Tang Pinggang: Unbearable Journey of Lightness – abstract painting from Beijing in the 80s and early 90s

Opening: 27 May, 2017, 4pm - 7pm

Exhibition Dates: 27 May – 2 Jul., 2017

Opening Hours: Tues–Sun, 11am – 6pm


Boers-Li Gallery is pleased to announce the opening of the solo exhibition, “Tang Pinggang – Unbearable Journey of Lightness” on May 27, 2017. His first posthumous exhibition featuring the artist’s oeuvre of a lifetime highlights his abstract paintings of the 1980s-1990s, by which to illuminate Tang Pinggang’s foregrounding efforts in visualizing the subconscious, as the field of Chinese contemporary art searched for a burgeoning modernity. The show presents Tang Pinggang as an inspired and gifted artist who developed a distinctive personal vocabulary that he perfected in a time only a few artists were experimenting with the art form of abstraction in Beijing.   


Tang Pinggang (1955-2014) was an independent artist, a music a ficionado and a prolific writer. In spite of his close friendship throughout most of the 1970s with artist from the No Name Group (Wuminghuahui) and his brief encounter with the Stars Group (XingxingHuahui) at the wake of the first Star Art Exhibition in 1979, his affiliation with any established collective was kept lose. For most of the 1970s, like many of the No Name artists, Tang Pinggang painted the landscape, still life and portraits, taking on a defiant position against the ubiquity of visual dominance during the Cultural Revolution. By the early 1980s, Tang was fully engaged on the experimentation with abstraction, one that he continued to explore until the end of his life. With like-minded artists Zhang Wei, Zhu Jinshi, and Ma Kelu among others, his exchange, discussion and experimentation on abstraction in the 1980s marked the most prolific period of his artistic practice. Tang Pingguang’s experimentation with abstraction remained unhinged, amid the “85 New Wave Art Movement” and the chilling incident at Tian’anmen Square in 1989. With many of his contemporaries who sought for new possibilities overseas, Tang Pinggang’s art practice began to lose momentum. He relocated to the Yuanmingyuan Artists Village in the 1990s where he continued to paint. In between, he played a small role as an artist in Zhang Yuan’s film Beijing Bastards, a caricature of his own living status, being on the periphery, yet refusing to conform to social norms.  


During the 1980s, his interest in literature provided the artist a different medium to channel his subconscious. In particular, his 1985 publication of a short story, “Black Journey” on ReminWenxue (People’s Literature), in which the narrative follows the protagonist’s stream of consciousness as he waited for surgery while being hospitalized. The story is rhythmically divided by interludes of analysis on the semantics of colors in relation to the protagonist ongoing reality.


Tang Pinggang was one of the earliest artists who made the contentious claim of using solely colors as his means of artistic expression in the 1970s, a time when the remnant of Soviet art pedagogy still dominated the mentality of artistic production.

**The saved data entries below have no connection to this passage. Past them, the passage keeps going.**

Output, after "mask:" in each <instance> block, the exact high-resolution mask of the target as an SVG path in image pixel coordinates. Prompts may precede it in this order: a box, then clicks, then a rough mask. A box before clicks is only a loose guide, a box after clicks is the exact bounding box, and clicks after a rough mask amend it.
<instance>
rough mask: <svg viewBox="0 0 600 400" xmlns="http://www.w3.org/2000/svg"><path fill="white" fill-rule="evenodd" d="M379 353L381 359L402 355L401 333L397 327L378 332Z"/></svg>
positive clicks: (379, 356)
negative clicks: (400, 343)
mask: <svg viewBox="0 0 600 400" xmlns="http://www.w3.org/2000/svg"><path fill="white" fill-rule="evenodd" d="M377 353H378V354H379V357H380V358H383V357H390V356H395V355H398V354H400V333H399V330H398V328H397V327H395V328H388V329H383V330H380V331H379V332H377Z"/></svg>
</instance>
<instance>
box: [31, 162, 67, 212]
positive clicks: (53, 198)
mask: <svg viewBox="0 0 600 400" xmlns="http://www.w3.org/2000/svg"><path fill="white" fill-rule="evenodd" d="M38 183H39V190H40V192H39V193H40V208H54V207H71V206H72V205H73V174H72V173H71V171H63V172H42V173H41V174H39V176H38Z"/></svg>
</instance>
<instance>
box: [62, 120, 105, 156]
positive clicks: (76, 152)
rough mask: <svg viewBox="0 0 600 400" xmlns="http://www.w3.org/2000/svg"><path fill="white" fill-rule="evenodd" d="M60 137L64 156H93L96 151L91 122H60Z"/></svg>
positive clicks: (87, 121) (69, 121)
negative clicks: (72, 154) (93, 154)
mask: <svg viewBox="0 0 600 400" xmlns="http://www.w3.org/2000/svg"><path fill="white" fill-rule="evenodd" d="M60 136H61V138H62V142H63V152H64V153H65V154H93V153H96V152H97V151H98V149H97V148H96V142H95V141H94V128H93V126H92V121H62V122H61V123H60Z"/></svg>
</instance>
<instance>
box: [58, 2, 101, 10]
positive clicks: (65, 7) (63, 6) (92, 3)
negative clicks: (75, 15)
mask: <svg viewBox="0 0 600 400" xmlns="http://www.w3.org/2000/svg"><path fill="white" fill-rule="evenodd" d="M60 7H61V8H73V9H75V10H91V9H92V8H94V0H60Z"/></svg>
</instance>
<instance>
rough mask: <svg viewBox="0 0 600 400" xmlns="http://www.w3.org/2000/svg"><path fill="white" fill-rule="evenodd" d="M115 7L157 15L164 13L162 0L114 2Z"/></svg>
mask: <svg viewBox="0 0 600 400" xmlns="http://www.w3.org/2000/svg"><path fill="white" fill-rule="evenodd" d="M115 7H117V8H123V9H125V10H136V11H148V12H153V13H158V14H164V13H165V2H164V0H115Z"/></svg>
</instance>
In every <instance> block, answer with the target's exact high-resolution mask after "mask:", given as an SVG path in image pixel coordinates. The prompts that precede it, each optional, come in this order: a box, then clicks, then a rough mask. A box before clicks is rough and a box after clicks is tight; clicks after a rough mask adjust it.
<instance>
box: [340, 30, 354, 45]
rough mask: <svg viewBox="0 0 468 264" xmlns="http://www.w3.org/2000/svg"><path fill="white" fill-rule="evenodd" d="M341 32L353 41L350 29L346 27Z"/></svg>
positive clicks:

Art making served the single utilitarian purpose of conveying policies, in other words, artistic production nullified the presence of one’s subjectivity. Recalcitrant of the official rhetoric that typically asked the questions of “what” and “why” to a work of art, Tang Pinggang contested such indoctrination by steering into the non-figurative. In 1979, before he had any access to publications of foreign art catalogues, he produced his first abstract painting. As the artist recalls, “It seemed that I didn’t paint anything, yet the canvas was filled…when I painted this work, I had no idea it constitutes as an abstract painting.” In other words, for Tang Pinggang, the practice of painting became a metaphysical experience, by which the artist aims to resonate with his viewers through the transcendence of the real.


As we unearth this body of work, these imageries remind us of the works of Joan Miro, Wassily Kandinsky and many other early modernist forerunners. Yet, the visual cues on canvas compel its viewers to ask, “What makes Tang Pinggang’s paintings unique?” Beyond the crypticpictorial signs, the surrealist appeal, the gesticulations, techniques such as spray painting, collage, his works drew its visual sources from traditional Chinese paintings. It may have engaged the notions of Chinese cosmology, the unfolding transformation of socio-economic conditions in China, lyrical parallels with music, as well as translations of one’s personal experiences. By mapping out the semiotics, we hope to illuminate a subconscious that bears witness to the internal and external transformation of a time.


Devoting his lifetime to the practice of abstraction, an aesthetic statement that went much unrecognized throughout his life time, Tang Pinggang’s unwavering attitude towards this art form and his conviction to lead a life of his own choice paved the way for a burgeoning desire to define one’s identity. In the same vein with the gallery’s commitment to uncover “un-officials” of the Pre-85 period, we present Tang Pinggang’s legacy as a case study that will continue to illuminate a period of artistic practice that was largely undervalued and unacknowledged in the discourse of Chinese contemporary art.